Oтец Илиа avait une fille, brune aux yeux bleu profond, dont la grâce égalait la beauté. J’ai conservé dans ma mémoire une merveilleuse image d’elle bien que je l’aie à peine connue : un soir que je poussais la porte de la maison de Batioushka, elle apparut, et le sourire aux lèvres, un port de tête princier, elle esquissa quelques pas de danse d’une grâce infinie pour disparaître presque aussitôt… Tania était sortie à cette époque, pour le plus grand bonheur de sa famille, de l’hôpital où elle avait du être internée après un séjour éprouvant en Israël. J'ai connu, en tant que père quelque chose de semblable qui nous rapprochait Père Elie et moi. Hélas ce bonheur fut de courte durée mais j’aime à penser que malgré les terribles et tragiques circonstances de sa disparition au retour en Russie, elle est partie un peu comme elle s’était envolée après que je l’ai entraperçue : avec la même grâce. Gosha m’a envoyé de belles photos qu’il a faites, parmi lesquelles cette émouvante photo de sa tombe près de celle de son père. Puisse le Seigneur infiniment miséricordieux avoir enfin accordé le repos aux âmes de ces deux réels martyrs !
Pannychide sur les tombes de Oтец Илиа et de sa fille
(photos de Гоша Острецов)
Commentaires
Y a t il des traces (homélies, photos, son) de son passage à Ste Geneviève ?
Hypodiacre Alexis Tchertkoff
tchertkoffalexis@yahoo.fr
J'ai été ému que vous vous intéressiez à Père Elie.
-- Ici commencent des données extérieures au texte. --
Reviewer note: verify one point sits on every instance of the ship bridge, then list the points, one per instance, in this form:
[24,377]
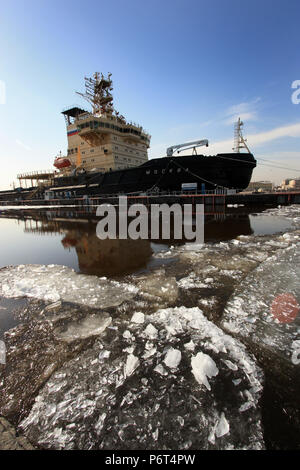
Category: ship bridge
[41,177]
[93,130]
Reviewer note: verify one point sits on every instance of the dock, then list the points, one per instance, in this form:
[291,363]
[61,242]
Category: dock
[213,200]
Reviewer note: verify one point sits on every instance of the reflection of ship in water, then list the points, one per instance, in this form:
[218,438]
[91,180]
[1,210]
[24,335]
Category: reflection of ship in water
[76,230]
[107,257]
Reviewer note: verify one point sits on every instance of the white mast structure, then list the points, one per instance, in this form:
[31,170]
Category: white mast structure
[239,141]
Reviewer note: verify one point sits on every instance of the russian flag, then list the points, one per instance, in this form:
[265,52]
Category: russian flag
[74,132]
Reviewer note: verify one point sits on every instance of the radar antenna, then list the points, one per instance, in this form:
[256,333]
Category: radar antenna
[97,93]
[239,141]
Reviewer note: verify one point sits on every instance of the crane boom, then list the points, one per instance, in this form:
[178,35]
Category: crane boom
[193,145]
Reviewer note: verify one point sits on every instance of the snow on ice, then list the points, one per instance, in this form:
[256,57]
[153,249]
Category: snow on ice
[52,283]
[136,401]
[264,307]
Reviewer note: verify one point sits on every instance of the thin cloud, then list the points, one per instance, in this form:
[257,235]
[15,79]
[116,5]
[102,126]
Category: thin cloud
[245,110]
[24,146]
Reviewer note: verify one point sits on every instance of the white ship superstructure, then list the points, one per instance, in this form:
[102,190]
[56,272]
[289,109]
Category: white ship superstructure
[101,140]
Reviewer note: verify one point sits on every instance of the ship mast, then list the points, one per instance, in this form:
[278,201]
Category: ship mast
[239,141]
[97,93]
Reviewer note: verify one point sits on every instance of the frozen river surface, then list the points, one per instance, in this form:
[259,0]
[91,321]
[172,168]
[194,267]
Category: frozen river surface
[176,357]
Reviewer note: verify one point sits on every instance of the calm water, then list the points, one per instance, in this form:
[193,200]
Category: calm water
[69,238]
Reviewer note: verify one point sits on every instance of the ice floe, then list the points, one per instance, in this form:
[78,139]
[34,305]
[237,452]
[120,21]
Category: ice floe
[52,283]
[160,400]
[264,308]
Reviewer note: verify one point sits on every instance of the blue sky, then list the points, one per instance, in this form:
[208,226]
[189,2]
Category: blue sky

J'ai en effet quelques photos, textes et enregistrements mais dans quels cartons ? Depuis mon départ en effet j'ai fait de nombreux déménagements... mais votre intérêt m'incitera à faire des recherches sans doute plus tôt que celles que j'avais prévues de toute façon et je les mettrai en ligne dès que j'aurai trouvé
Bonne fête de la Nativité de la Vierge !
Je reviens vers vous au sujet de père Elie, car nous allons fêter les 70 ans de la fondation de l'église de la Dormition en octobre 2009, et je commence à rassembler des documents concernant tout les clercs qui sont passés à Ste Geneviève en vue d'une exposition ; aussi si aviez le temps de consulter vos archives au sujet de père Elie ou peut-être d'autres prêtres de Ste Geneviève des Bois, vous pourriez peut-être contribuer à ce jubilé. Cela serait formidable.
Par avance merci !
Cordialement,
Alexis tchertkoff
Cela demande du temps et dès que j'en aurai, je ferai tout cela avec grand plaisir.